Quando questa sciagura sarà finita però va assolutamente aperta una costruttiva discussione su cosa non ha funzionato sia nelle operazione di contenimento e spegnimento, ma soprattutto cosa è mancato in termini di vigilanza e controllo di quello che è uno dei parchi nazionali tra i più grandi e importanti d’Italia, oltre che uno dei vulcani attivi più pericolosi e più controllati al mondo.
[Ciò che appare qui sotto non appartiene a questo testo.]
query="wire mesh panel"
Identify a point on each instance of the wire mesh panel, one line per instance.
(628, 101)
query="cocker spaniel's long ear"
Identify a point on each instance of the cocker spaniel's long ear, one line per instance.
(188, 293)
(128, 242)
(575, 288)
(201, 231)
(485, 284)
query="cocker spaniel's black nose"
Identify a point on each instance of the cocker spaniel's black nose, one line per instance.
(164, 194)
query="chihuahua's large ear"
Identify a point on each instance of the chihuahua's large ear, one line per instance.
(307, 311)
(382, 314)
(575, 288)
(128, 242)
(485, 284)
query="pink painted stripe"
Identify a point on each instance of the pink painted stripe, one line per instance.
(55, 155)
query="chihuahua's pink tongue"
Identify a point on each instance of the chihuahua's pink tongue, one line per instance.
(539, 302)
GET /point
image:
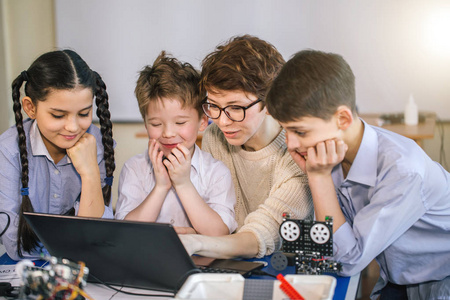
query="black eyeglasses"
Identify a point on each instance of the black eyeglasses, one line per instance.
(235, 113)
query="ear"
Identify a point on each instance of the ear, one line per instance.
(29, 107)
(203, 122)
(344, 117)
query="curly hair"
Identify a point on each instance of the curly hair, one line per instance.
(244, 63)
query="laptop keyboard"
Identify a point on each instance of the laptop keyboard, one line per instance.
(205, 269)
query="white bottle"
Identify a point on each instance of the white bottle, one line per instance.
(411, 112)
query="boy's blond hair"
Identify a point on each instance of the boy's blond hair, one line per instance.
(168, 78)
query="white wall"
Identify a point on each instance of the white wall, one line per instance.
(27, 30)
(392, 46)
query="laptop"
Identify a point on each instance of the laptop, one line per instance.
(126, 253)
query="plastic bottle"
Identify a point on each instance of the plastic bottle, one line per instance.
(411, 112)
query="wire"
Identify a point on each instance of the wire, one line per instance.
(7, 223)
(171, 295)
(263, 273)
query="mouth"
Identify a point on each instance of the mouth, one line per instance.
(69, 137)
(230, 134)
(303, 154)
(169, 146)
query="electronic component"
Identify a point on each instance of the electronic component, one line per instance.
(61, 279)
(311, 243)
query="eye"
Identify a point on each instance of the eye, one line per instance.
(57, 116)
(234, 108)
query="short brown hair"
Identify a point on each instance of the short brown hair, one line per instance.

Di sicuro nella prima fase quella della vigilanza c’è ancora tantissimo se non tutto da fare, visto che questo problema, anche se in dimensioni, inferiori si ripresenta puntualmente tutti gli anni, forse va fatta finalmente una seria e analitica discussione politica su come sviluppare le potenzialità del nostro stupendo parco nazionale, che al momento è solo una grande montagna, abbandonata dagli agricoltori per i vincoli del parco nazionale, e non trascurata dall’ente preposto che per troppo tempo ha pensato solo a pagare stipendi e poco ad investire per la creazione di un volano di sviluppo ecosostenibile.
Sulla questione della gestione dell’emergenza invece, si sono visti tantissimi uomini tra professionisti e volontari fare più di quello che potevano, senza ne mezzi ne un’organizzazione tale da poter rendere efficacie il loro lodevole lavoro. Anche in questo caso la colpa può essere attribuita alla catena di comando che ha inesorabilmente fallito.
Per questi motivi mi auguro che la vista del ministro all’Ambienti di oggi ad Ottaviano sia una presa d’atto del grande fallimento reso ancora più assurdo dal fatto che questa zona dovrebbe essere sempre pronta ad affrontare delle probabili emergenze di ancora più grande portata.